Sixty percent is no small margin. It practically guarantees that the Loglan Advantage will prove a robust one, that it is more than merely likely to survive whatever hardening we or others give these numbers. All of this means that for those of us who are still Loglanists—and I trust that that number has grown, not diminished, during the course of this exercise—one of the most important scientific tasks ahead of us is to replicate those early learning experiments of mine using our now much richer pool of lexical materials as well as large-sample, cross-cultural experimental designs. With the results from such experiments in hand—and they’ll be more sensitive than my early engineering tests were, if only because they’ll involve larger samples—we can calculate the true learnability of Loglan to any degree of precision we desire (and can afford). Indeed, we can compare Loglan systematically to other candidate languages on these and other crucial matters.

I thank Rex for bringing the importance of the learnability question to our attention again. Involved as I have been in engineering other aspects of Loglan in the last decade or so, I had not thought about learnability for some time.

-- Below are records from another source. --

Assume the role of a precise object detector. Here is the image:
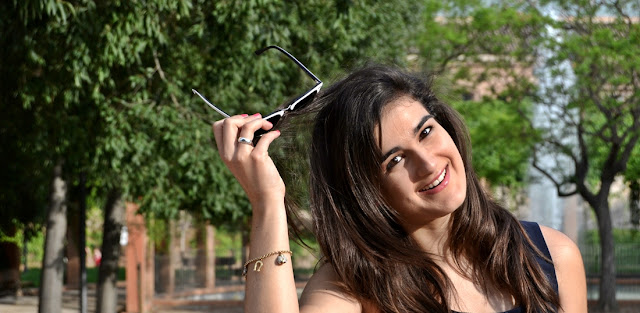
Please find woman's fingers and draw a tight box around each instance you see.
[213,113,278,163]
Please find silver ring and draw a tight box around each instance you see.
[238,137,253,146]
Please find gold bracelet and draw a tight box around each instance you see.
[242,250,293,277]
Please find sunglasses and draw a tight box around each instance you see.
[191,46,322,144]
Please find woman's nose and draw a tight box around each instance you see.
[414,149,437,178]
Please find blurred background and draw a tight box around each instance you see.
[0,0,640,312]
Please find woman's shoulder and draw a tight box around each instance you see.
[300,263,364,313]
[540,226,587,312]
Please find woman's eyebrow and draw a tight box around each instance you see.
[413,114,433,135]
[380,114,433,162]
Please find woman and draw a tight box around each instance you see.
[213,66,587,312]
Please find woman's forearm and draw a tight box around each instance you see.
[244,201,298,313]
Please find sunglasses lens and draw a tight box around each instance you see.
[266,114,282,127]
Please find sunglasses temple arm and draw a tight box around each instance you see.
[191,89,229,118]
[255,46,322,83]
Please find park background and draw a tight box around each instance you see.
[0,0,640,312]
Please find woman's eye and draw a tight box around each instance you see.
[420,126,432,139]
[387,155,402,171]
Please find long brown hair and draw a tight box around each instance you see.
[310,66,559,312]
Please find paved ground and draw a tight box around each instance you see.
[0,286,243,313]
[0,288,640,313]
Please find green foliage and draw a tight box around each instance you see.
[0,0,421,229]
[419,0,544,190]
[453,100,533,187]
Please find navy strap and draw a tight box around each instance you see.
[520,221,558,293]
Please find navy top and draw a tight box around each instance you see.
[451,221,558,313]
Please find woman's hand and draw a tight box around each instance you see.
[213,113,285,206]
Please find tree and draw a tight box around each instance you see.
[418,0,640,312]
[0,0,420,306]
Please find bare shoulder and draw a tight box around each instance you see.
[300,264,363,313]
[540,225,583,266]
[540,225,587,313]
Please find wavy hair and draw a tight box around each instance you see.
[310,65,559,312]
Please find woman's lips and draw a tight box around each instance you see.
[420,165,450,195]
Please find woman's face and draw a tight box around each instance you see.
[380,96,467,233]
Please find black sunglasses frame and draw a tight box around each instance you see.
[253,46,322,138]
[191,46,322,144]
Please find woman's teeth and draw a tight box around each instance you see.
[425,169,447,190]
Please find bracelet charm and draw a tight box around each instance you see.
[242,250,293,277]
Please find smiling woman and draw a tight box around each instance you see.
[213,66,586,312]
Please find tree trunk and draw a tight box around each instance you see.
[594,196,618,313]
[38,162,67,313]
[96,189,125,313]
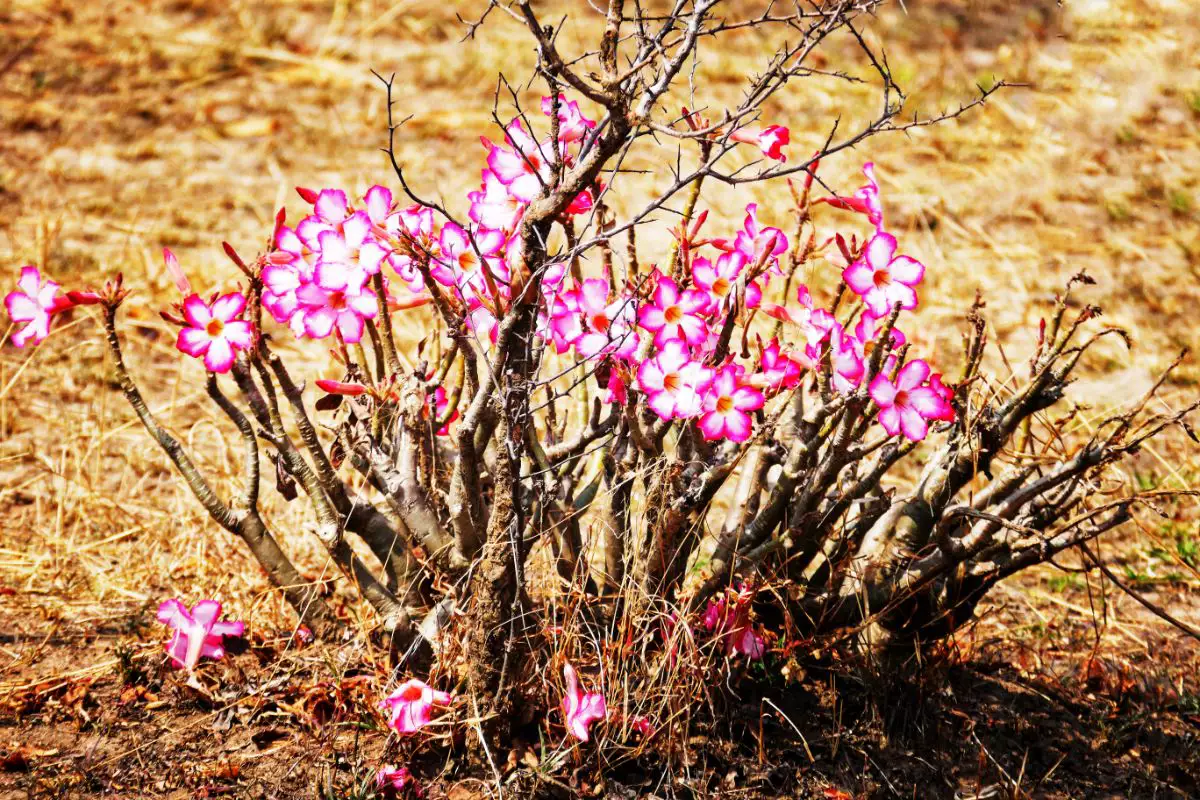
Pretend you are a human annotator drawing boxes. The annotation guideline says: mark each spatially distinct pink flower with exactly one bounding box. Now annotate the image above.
[629,716,654,739]
[263,223,317,324]
[158,600,246,672]
[362,185,391,228]
[376,764,422,798]
[481,120,553,203]
[382,205,436,294]
[600,365,629,405]
[175,291,254,372]
[817,162,883,229]
[869,359,954,441]
[713,203,787,275]
[292,283,379,344]
[637,276,709,348]
[754,338,809,391]
[841,230,925,317]
[433,386,458,437]
[551,278,638,359]
[702,589,766,658]
[805,321,866,393]
[698,363,766,441]
[430,222,508,299]
[467,169,524,230]
[4,266,74,347]
[730,125,792,162]
[929,372,956,422]
[563,663,608,741]
[637,339,713,420]
[379,678,454,733]
[691,251,762,308]
[313,211,388,293]
[541,95,596,143]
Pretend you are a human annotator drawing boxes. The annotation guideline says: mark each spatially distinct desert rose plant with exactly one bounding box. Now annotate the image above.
[7,0,1195,762]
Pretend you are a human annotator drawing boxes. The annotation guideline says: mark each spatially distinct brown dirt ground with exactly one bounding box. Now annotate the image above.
[0,0,1200,800]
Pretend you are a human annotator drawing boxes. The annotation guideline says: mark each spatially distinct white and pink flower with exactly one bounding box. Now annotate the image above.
[175,291,254,373]
[157,600,246,672]
[869,359,954,441]
[697,363,767,441]
[379,678,454,734]
[563,663,608,741]
[637,339,713,420]
[637,276,709,348]
[841,230,925,317]
[4,266,74,347]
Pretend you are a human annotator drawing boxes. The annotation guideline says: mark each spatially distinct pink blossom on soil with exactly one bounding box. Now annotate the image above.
[379,678,454,734]
[563,663,608,741]
[157,599,246,672]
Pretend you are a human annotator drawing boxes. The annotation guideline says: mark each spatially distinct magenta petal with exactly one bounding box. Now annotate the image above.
[212,291,246,323]
[841,260,875,295]
[184,295,212,327]
[878,405,900,437]
[175,327,212,359]
[696,411,725,441]
[908,386,950,420]
[17,266,42,297]
[204,337,234,373]
[725,410,754,441]
[888,255,925,287]
[900,405,929,441]
[223,319,254,350]
[314,188,349,224]
[896,359,929,391]
[4,291,39,323]
[866,373,896,410]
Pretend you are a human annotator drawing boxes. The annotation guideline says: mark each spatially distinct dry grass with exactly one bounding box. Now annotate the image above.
[0,0,1200,796]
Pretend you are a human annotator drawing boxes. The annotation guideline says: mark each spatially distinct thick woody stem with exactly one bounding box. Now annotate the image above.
[103,303,341,636]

And Rex’s inspired antithesis to my ancient composite-word making thesis brought about precisely the sort of surprising synthesis that Hegel conjectured was the creative force that drives the history of ideas. Hegel’s own thesis seems oversimple now, in the last years of the 20th Century. But however that may be, I can personally attest that I would most likely never have made these calculations, or stumbled onto the happy conclusion to which they apparently lead—obvious as it may be to my daughter Jenny, who, as the world’s first nativeborn logli (I was writing the first edition of Loglan 1 as she lay there chortling in her Paris crib, and that does make her Loglandia’s first native, I suppose), may very well have a leg up on the rest of us (soi smile)—had I not had the pleasantly antithetical phenomenon of Rexlan to deal with. I am sorry that the figures come out so badly for the procedure Rex favors. Perhaps prima facie fairness is more important than learnability; I do not know. But with or without Rex's word-making procedure, the language whose outlines he has put before us is certainly an intriguing one. I hope he will continue to work on it, and report back to us from time to time. Rex’s new address is PO Box 9, Bellvue, CO 80512, in case anyone would like to communicate directly with him about what may very well become a new international language project.